3 de mai. de 2017

Ranking Mundial da Liberdade de Imprensa 2017: a grande virada

https://rsf.org/pt/ranking-mundial-da-liberdade-de-imprensa-2017-grande-virada

Ranking Mundial da Liberdade de Imprensa 2017: a grande virada

A edição 2017 do Ranking Mundial da Liberdade de Imprensa da Repórteres sem Fronteiras (RSF) está marcada pela banalização dos ataques contra as mídias e o triunfo de políticos autoritários que fazem com que o mundo caia na era da pós-verdade, da propaganda política e da repressão, sobretudo nas democracias.

I. A queda das democracias e o advento dos políticos autoritários

O Ranking Mundial publicado pela RSF demonstra o risco de uma "grande virada" na situação da liberdade de imprensa, especialmente em países democráticos (Ler nossa análise O jornalismo fragilizado pela erosão da democracia). Nada mais parece deter a queda das democracias iniciada nos anos anteriores. A obsessão pela vigilância e o não respeito ao sigilo das fontes contribuem para fazer com que sejam rebaixados inúmeros países antes considerados como exemplos virtuosos: os Estados Unidos (43a, -2), o Reino Unido (40a, -2), o Chile (33a, -2), ou ainda a Nova Zelândia (13a, -8).

A chegada ao poder de Donald Trump, nos Estados Unidos, e a campanha pelo Brexit, no Reino Unido, serviram de trampolins para a prática de "media bashing", para os discursos anti-mídia altamente tóxicos, fazendo com que o mundo entre na era da pós-verdade, da desinformação e das notícias falsas. Ao mesmo tempo, onde quer que o modelo do político autoritário triunfe, a liberdade de imprensa recua. A Polônia (54a) de Jaroslaw Kaczynski perde sete posições no Ranking 2017. Após transformar o audiovisual público em ferramenta de propaganda política, o governo se dedicou a estrangular financeiramente vários títulos de imprensa independentes opostos às suas reformas. A Hungria (71a) de Viktor Orbàn perde quatro posições. A Tanzânia (83a) de John Magufuli, 12. A Turquia (155a, -4) do pós-golpe de estado fracassado contra Recep Tayyip Erdogan, por sua vez, voltou-se decididamente para o lado dos regimes autoritários e se distingue agora por ser a maior prisão do mundo para os profissionais das mídias. Enquanto a Rússia de Vladimir Putin permanece na base do Ranking, na 148a posição.

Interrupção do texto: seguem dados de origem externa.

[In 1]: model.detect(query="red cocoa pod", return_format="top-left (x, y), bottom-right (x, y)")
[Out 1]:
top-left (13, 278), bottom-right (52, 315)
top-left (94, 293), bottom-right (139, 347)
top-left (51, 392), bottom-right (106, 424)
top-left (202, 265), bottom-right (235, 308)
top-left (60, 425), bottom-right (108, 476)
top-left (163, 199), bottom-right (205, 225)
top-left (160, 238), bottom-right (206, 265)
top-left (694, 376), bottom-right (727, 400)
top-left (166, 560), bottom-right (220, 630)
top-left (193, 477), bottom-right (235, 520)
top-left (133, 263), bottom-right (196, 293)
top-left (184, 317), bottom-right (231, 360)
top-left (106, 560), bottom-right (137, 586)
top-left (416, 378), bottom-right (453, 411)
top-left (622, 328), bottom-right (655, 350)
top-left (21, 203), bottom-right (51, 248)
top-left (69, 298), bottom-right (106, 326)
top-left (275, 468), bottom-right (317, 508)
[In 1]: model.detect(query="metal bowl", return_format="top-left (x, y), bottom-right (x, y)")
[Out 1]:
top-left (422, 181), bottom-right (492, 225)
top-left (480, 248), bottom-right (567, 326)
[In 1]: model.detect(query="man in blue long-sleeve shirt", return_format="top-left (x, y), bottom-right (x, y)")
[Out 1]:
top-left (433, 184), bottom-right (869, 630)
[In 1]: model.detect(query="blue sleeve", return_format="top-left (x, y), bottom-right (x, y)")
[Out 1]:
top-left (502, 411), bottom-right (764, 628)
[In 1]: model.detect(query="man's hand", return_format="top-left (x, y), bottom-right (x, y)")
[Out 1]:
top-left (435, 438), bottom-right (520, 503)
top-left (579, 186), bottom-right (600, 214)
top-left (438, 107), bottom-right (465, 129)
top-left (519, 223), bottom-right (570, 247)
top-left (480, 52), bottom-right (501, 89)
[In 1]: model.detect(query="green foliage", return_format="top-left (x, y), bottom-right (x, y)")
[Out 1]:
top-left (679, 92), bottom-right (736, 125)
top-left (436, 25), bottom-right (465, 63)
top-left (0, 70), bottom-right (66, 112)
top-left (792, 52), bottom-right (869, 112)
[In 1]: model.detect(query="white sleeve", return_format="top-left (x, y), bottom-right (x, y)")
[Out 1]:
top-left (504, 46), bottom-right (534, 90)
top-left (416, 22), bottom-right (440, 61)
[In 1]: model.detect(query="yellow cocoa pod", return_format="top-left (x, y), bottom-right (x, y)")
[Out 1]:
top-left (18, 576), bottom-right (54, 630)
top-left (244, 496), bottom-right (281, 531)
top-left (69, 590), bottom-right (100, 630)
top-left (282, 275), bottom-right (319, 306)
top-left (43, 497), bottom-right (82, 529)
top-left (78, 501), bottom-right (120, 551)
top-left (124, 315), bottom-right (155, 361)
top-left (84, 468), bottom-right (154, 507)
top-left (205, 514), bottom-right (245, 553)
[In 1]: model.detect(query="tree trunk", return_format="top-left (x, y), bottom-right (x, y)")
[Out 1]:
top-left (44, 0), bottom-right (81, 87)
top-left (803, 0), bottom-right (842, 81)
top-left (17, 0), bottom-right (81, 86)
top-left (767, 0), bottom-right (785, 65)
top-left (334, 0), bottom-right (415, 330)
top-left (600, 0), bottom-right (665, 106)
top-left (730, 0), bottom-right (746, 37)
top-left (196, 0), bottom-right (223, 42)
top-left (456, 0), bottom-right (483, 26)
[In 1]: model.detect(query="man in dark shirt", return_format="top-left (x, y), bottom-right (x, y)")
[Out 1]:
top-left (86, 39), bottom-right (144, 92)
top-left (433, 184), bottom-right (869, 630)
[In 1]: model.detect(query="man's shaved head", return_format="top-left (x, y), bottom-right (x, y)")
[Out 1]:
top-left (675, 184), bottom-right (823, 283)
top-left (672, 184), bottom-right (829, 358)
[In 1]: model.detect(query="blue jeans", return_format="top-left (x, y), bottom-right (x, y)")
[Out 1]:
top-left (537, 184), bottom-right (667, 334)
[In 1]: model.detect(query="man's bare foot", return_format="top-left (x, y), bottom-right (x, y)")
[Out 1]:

"O abalo das democracias causa insegurança em todos que pensam que sem uma liberdade de imprensa sólida, as outras liberdades não poderão ser garantidas, declarou Christophe Deloire, secretário geral da Repórteres sem Fronteiras. Para onde nos levará esse ciclo vicioso?" 

II. A Noruega, primeiro país no Ranking 2017, a Coreia do Norte, último


Nesse mundo novo que se desenha e no qual prevalece o nivelamento por baixo, até mesmo os habituais bons alunos nórdicos apresentam falhas: a Finlândia (3a, -2) que ocupava o topo do Ranking a seis anos, cedeu seu lugar por causa de pressões políticas e conflitos de interesse, beneficiando a Noruega (1a, +2), que não faz parte da União Europeia. Um golpe duro para o modelo europeu. Em segundo lugar, a Suécia ganha seis pontos. Vários autores de ameaças contra jornalistas foram condenados este ano. Entretanto, muitos jornalistas continuam a se sentir sob pressão.

Na outra ponta do Ranking, a Eritreia (179a), que autorizou o acesso ao país a equipes de mídias estrangeiras fortemente vigiadas, pela primeira vez desde 2007 saiu do último lugar, deixando-o para a Coreia do Norte. O regime norte-coreano continua a manter a população na ignorância e no terror. O simples fato de ouvir uma rádio sediada no exterior pode levar a uma estadia em um campo de concentração. No final da fila, também estão o Turcomenistão (178a), uma das ditaduras mais fechadas do mundo na qual a repressão contra jornalistas não para de se intensificar, e a Síria (177a), mergulhada em uma guerra sem fim, o país mais mortífero para os jornalistas, pegos no fogo cruzado entre um ditador sanguinário e grupos jihadistas. (Ler nossa análise Ranking 2017 da Liberdade de Imprensa: um mapa-múndi cada vez mais sombrio).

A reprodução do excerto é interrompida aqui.